Was that the media’s fault? Were they not covering it enough for me to care? Or was that fault my own? 

I wonder sometimes about assumptions of grief and suffering, whether expecting tragedy makes it more bearable. Is it sadder when a modern American baby dies of cancer than it was when an 19th century baby died of scarlet fever? Because one is expected and the other such a rarity? Does an American mother grieve harder when her 17-year old dies in a car accident than a Darfurian mother when her 17-year old dies as a child soldier? Because one is expected and one is a rarity? Because we get to birth children expecting them to lead full and healthy lives when others have no such privilege?

I’m willing to bet there was a father on that boat with his 19-year old son. Do we just assume (and accept) that because they’re war refugees from Syria, their lives are bound to be filled with suffering and tragedy? While we assume (and accept) that the billionaire businessman and his 19-year old son will have lives filled with success and adventure?
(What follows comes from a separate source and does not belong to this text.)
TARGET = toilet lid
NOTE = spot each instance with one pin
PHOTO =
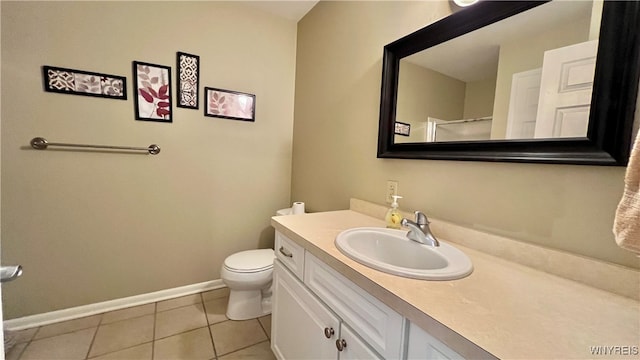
(250, 260)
I don’t have answers to all of these questions. And I’m not shaming anyone for caring about the Titan and its occupants. But I am always reminded of this picture I took when visiting the memorial museum at Villa Grimaldi, one of the most notorious of Pinochet’s clandestine torture centers, located on the outskirts of Chile. 

In other words, they were people, just like you. Even the billionaires seeking adventure. And especially the migrants seeking a better life.